Questions for discussion:
- Where did these rapists and others like them get their moral attitudes towards women? What is the role of culture? What is the role of biology?
- How could a person who cares about his friends and family not show any remorse for such a horrific rape? What enables people to behave morally in some areas but not others?
- How are such explicit beliefs about women affected by implicit attitudes towards women even in people who explicitly denounce such rape?
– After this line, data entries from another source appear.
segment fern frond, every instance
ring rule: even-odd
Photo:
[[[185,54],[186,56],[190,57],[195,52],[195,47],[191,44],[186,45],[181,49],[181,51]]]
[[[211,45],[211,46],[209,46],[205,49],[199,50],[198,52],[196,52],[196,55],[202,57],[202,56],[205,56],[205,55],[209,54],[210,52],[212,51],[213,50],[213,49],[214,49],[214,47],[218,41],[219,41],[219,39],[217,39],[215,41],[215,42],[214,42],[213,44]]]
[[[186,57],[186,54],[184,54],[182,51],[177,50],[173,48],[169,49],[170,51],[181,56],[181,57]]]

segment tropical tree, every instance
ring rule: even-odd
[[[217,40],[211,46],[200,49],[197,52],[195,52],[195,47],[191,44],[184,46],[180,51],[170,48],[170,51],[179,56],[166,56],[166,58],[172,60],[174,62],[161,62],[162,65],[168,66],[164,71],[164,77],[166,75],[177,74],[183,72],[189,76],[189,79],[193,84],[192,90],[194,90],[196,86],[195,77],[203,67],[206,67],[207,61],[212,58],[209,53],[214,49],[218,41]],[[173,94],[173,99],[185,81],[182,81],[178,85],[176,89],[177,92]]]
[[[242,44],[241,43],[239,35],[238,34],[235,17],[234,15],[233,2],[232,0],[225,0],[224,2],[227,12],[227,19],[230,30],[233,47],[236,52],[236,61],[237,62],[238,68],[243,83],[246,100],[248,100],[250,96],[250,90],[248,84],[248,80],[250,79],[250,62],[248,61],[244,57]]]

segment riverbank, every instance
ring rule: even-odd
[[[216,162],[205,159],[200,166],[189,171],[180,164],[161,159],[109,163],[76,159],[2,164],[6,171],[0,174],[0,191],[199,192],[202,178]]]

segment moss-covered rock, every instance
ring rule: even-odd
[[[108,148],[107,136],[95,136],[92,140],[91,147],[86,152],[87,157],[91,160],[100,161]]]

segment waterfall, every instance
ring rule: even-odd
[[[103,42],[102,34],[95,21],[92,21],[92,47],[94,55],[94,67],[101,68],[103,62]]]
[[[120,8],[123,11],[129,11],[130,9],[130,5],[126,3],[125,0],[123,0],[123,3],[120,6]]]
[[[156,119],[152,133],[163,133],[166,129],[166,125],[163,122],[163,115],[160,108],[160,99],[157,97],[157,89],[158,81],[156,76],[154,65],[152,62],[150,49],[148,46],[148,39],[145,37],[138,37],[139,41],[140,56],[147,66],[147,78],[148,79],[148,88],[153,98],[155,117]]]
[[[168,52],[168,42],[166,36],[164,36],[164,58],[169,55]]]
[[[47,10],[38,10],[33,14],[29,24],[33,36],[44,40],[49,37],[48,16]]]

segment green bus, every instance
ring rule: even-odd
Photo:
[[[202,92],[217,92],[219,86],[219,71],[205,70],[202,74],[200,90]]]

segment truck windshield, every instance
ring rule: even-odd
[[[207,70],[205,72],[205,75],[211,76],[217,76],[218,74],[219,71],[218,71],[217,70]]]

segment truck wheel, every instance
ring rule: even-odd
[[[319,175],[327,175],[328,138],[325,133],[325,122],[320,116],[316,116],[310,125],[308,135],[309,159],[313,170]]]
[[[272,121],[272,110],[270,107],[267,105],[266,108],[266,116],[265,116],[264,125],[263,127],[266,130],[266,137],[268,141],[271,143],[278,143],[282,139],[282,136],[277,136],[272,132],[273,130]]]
How are such explicit beliefs and implicit attitudes lodged in brains?
- What can we do to change such explicit beliefs and implicit attitudes? Should outsiders to a culture intervene to change such moral beliefs and attitudes? Are such attitudes a “disorder” that needs to be treated?
- Should the adult defendants have received the death penalty because their victim died? Should rapists ever receive the death penalty in extreme cases where their victims do not die?
- Should the juvenile defendant have been tried as an adult? Is he just as responsible as the others? Should he receive the death penalty?
C. Vojislav Šešelj was a Serbian political leader who was tried in The Hague for instigating murder, torture, and deportation of Croat civilians in the early 1990s by issuing public calls for persecution of Croats in Serbia. Transcripts of his speeches reveal that his propaganda used dehumanizing language, negative stereotyping of the other groups, warnings of direct threats from the other groups, extreme nationalist sentiments, and calls for revenge with references to past atrocities and victimization of his own group. In the ensuing genocide, over 100,000 Croatians and Bosnian Muslims were killed.
Questions for discussion:
- Should Šešelj be punished even though he has not been convicted of or even charged with any material acts of murder or deportation?
- Should governments pass and enforce laws that prohibit the kind of propaganda that Šešelj used to instigate hatred and genocide? Would such laws violate a universal human right to free speech?
- Which aspects of Šešelj’s propaganda were the most effective at stirring up hatred and violence against his enemies?
- Did Šešelj’s propaganda change people’s explicit beliefs or their implicit attitudes or both? How did his propaganda change their brain functions?
- What can be done to make people more resistant to such dangerous propaganda? Which types of educational programs or laws would help?
- How could governments and NGOs best respond to such propaganda when it is promulgated?